The most common form of acne is clinically referred to as acne vulgaris. Non-inflammatory lesions seen in cases of acne vulgaris include whiteheads, blackheads and cysts. Lesions considered inflammatory and infectious are small red bumps called papules; pustules and large, dark red lumps called nodules. In determining the severity of a patient’s acne, dermatologists often use a grading scale that involves counting the number of cysts, pimples and nodules in the acne-covered area.
Cystic acne is the most severe type of acne, primarily composed of large, pus-filled, highly visible cysts that develop underneath the skin. Cysts emerge when follicle walls are damaged to the point of splitting. The deeper the break in the wall, the larger the cyst grows and spreads.
Painful and embarrassing, cystic acne can seriously damage skin tissue and inflict deep psychological wounds. Treatment needs to be aggressive and ongoing, with an emphasis on reducing sebum production, eating healthier foods and adjusting hormonal imbalances if necessary.

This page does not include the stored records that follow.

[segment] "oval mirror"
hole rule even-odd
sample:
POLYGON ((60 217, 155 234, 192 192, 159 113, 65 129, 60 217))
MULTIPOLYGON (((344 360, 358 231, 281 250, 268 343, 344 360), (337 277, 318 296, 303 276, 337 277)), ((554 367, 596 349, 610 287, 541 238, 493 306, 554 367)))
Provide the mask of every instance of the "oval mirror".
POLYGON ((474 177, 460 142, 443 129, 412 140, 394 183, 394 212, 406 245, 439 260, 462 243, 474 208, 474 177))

Although scarring can occur in mild to moderate acne, it is usually inevitable when cystic acne affects the skin. Acne scars are categorized as being “icepick” scars (narrow and deep); “boxcar” scars (resembling marks left by chickenpox); “rolling” scars (wavy and shallow); and hypertrophic scars (raised above the skin’s surface). Scars represent a wound attempting to heal itself as quickly as possible by absorbing excess amounts of collagen. Too much collagen collected in one area discolors and distorts the molecular architecture of the skin.
Additional Information About Acne:
Acne and Scar Treatments Provided by Mayoral Dermatology
Photodynamic Therapy (PDT)
Photodynamic Therapy (commonly referred to as PDT) effectively reduces the inflammation, redness and proliferation of painful blemishes associated with acne by targeting unhealthy areas with strong wavelengths of light. Absorbed by tissues that utilize its energy to help heal injured skin by eradicating bacteria, this light therapy will also improve rosacea and greatly improve skin tone.

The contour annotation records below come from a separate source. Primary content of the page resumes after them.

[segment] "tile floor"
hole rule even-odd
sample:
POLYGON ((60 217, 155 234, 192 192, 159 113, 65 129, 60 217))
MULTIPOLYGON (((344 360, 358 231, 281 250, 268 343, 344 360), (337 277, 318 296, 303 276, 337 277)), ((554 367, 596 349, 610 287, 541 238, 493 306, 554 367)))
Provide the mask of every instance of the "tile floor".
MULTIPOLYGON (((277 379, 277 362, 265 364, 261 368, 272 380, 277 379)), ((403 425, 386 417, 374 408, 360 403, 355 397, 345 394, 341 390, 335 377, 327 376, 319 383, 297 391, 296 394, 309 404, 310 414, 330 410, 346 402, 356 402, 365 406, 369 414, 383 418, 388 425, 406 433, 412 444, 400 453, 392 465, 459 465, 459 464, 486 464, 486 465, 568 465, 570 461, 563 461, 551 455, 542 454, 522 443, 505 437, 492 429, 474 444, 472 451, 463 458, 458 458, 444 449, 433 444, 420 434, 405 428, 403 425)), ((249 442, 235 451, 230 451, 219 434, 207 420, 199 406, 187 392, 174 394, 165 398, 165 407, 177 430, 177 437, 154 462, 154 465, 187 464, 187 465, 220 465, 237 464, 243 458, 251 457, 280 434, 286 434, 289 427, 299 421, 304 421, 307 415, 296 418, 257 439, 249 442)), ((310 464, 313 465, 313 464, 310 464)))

Comfortable, safe and painless, photodynamic therapy is accompanied by topical applications of anesthesia and 5-ALA, a solution that enhances the ability of light wavelengths to heal skin conditions. Patients can resume work or other activities immediately following a PDT session. Most patients have one session every two or three weeks.
Glycolic Acid Peels
For mild to moderate acne, glycolic peels, Beta peels, Jessner’s and TCA can reduce acne eruptions, even skin tone, shrink large pores and also help smooth wrinkles. Facial peels are effective at removing dead skin cells, dirt accumulated in pores and excess oil, all factors contributing to blemished, dull and unhealthy looking skin.
Our experienced dermatologists at Mayoral Dermatology understand the physical and psychological pain caused by acne and will endeavor to develop a successful treatment plan designed to treat your specific kind of acne. With clearer skin, you will begin feeling less self-conscious, more confident and enjoy the natural, genuine beauty of healthy skin.